Madden, a veteran of the First World War, solved his first mystery in Airth’s excellent River of Darkness, set in the aftermath of that bloody conflict. Airth’s second mystery featuring Madden — now married and much more content as a gentleman farmer, although he can’t resist using his skills to solve a series of horrible murders of young girls — was set in the early 1930s, just as the first hints were taking shape of another global war. Now, in Airth’s third novel, it is the winter of 1944. While it seems clear that Germany will be defeated, Londoners are exhausted by rocket attacks, rationing and the brutal winter weather. Rosa, a young Polish refugee, works on Madden’s farm, has traveled to London to visit her only remaining relative. Emerging from a Tube station after the ‘all-clear’ signal, Rosa sets off for her destination through the blacked-out nighttime streets — where she encounters a murderer.

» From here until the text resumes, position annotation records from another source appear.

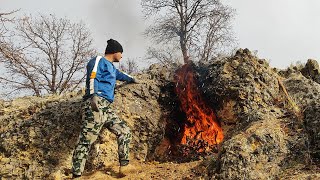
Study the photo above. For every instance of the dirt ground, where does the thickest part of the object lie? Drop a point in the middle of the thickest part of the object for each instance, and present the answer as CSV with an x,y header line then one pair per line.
x,y
149,170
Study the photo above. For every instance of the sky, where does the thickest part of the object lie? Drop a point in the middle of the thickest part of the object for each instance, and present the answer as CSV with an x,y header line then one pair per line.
x,y
282,31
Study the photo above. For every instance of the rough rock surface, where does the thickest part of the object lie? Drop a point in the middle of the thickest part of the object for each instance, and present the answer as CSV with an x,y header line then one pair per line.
x,y
38,135
267,131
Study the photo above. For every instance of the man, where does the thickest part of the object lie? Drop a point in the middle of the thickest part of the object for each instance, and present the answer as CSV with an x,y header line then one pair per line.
x,y
98,112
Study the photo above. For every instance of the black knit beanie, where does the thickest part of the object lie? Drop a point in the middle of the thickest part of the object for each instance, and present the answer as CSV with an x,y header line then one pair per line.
x,y
113,47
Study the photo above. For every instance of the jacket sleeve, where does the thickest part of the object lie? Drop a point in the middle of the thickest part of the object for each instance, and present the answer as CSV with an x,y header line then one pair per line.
x,y
121,76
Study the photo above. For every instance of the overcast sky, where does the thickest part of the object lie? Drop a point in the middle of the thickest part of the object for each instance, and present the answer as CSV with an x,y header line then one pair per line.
x,y
282,31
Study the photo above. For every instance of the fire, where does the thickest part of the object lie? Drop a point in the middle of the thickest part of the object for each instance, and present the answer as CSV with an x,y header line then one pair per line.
x,y
201,123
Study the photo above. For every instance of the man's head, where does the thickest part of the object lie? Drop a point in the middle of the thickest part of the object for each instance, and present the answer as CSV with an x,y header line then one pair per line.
x,y
114,50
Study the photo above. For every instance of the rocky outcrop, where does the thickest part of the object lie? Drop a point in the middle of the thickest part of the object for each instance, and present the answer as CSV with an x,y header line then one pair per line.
x,y
38,135
266,128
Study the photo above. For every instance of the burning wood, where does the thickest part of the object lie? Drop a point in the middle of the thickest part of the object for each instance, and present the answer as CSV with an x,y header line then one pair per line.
x,y
201,131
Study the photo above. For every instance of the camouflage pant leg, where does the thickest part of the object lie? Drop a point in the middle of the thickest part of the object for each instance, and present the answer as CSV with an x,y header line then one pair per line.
x,y
123,133
92,124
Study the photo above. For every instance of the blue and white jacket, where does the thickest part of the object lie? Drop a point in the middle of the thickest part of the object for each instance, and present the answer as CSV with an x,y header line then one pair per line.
x,y
101,78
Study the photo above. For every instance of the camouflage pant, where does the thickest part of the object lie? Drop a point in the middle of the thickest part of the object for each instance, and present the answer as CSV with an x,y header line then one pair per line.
x,y
93,121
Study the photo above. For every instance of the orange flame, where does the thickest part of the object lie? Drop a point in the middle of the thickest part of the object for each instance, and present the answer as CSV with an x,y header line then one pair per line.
x,y
202,120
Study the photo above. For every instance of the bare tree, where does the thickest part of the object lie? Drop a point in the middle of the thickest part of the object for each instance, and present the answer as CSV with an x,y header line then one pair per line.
x,y
130,66
200,26
46,55
167,56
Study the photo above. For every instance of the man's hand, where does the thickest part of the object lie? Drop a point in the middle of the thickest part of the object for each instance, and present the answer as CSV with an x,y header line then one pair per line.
x,y
136,81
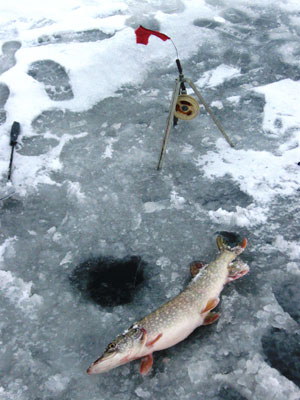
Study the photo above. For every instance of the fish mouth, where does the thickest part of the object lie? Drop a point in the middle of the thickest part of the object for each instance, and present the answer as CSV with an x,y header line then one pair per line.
x,y
106,363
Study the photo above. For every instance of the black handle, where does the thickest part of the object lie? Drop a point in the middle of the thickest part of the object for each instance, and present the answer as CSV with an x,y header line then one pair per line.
x,y
14,133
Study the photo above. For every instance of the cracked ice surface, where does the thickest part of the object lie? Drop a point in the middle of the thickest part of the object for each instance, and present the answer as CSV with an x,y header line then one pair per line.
x,y
92,106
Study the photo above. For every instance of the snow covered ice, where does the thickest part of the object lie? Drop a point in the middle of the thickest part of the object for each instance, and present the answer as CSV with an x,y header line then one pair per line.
x,y
92,105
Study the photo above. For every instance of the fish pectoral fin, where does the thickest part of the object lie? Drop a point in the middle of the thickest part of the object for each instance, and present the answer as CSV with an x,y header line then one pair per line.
x,y
211,304
144,337
146,364
195,267
150,344
236,270
211,318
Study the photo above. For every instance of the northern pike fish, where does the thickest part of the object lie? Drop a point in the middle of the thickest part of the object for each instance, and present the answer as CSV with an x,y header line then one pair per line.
x,y
175,320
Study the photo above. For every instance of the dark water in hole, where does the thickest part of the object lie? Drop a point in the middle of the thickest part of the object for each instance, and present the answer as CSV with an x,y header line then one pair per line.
x,y
108,281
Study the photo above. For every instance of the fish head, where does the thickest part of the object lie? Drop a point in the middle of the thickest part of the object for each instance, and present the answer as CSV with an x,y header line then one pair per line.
x,y
123,349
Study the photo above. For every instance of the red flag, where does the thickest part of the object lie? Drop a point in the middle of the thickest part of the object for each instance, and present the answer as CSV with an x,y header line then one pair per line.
x,y
142,35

But was Rosa’s murder, first seen as horrible act of a madman, really a random crime? John Madden becomes increasingly less confident of this and the events that follow seem to bear out his instincts. Is there a connection to the brutal murder of a Jewish furrier in Paris on the eve of the German occupation of the city — an event that may have been witnessed by a young Polish couple who, themselves, were trying to flee the Nazis and travel to England?
Airth’s hallmark is intricate and careful plotting, combined with wonderful character studies. In this third book, he not only brings back favorite characters from the first two books, such as Madden, Angus Sinclair of Scotland Yard and Madden’s former sergeant, Billy Styles, but also introduces new ones who immediately grab our attention, such as the young policewoman determined to become a Scotland Yard detective despite that organization’s rampant misogyny. Airth is never didactic — he shows and never tells, the hallmark of a good storyteller. I actually found myself feeling what it might have been like waiting for the Germans to march into Paris in June of 1940; what it was like to grope one’s way through pitch-black streets and colliding with other pedestrians; the biting cold of a winter where fuel supplies were rationed.
What I enjoy most about Airth’s books is the pacing; the way he unveils, step by step, the full dimensions of both the crime(s) and its solution. There are twists and turns aplenty along the way, but never anything that strained my credulity. Delivering a real surprise — one that me sit up and go ‘wow!’ — that isn’t too well-telegraphed in advance is a real art, and Airth has mastered it. And the tension in the final scenes, when Madden comes face to face with the killer, is beyond description. It reminded me of sitting and watching one of those classic murder mystery or horror films, where you get so caught up in the events on the screen that you find yourself screaming at the hero(ine) from your seat in the movie theater, or putting your hands over your eyes and slinking down in your seat. In the case of this book, the marks of my fingernails are still visible in the dustjacket of the (British) hardcover and even made an imprint in the binding itself. The dramatic tension caused me to damage it badly enough I couldn’t sell it as a ‘like new’ copy. But then, why would I want to sell it at all? This book, like Airth’s others, is so good that I expect I’ll be re-reading over and over again, even though I now know whodunnit. That’s how good this author is.
Highly recommended to anyone who loves a great mystery. Fans of Alan Furst will particularly enjoy both the setting and the slightly ‘noir’ atmosphere, although Airth’s books are, at heart, police procedurals rather than suspense novels. If you’re looking for something else set in the same time period and place, try Laura Wilson’s The Innocent Spy. (Published under the title Stratton’s War in the UK). Wilson’s novel emphasizes psychological suspense and the relationships between principal characters more than Airth does, and involves espionage as well as detection. It’s very good, but I prefer Airth’s book by a nose; it felt more convincing and more focused.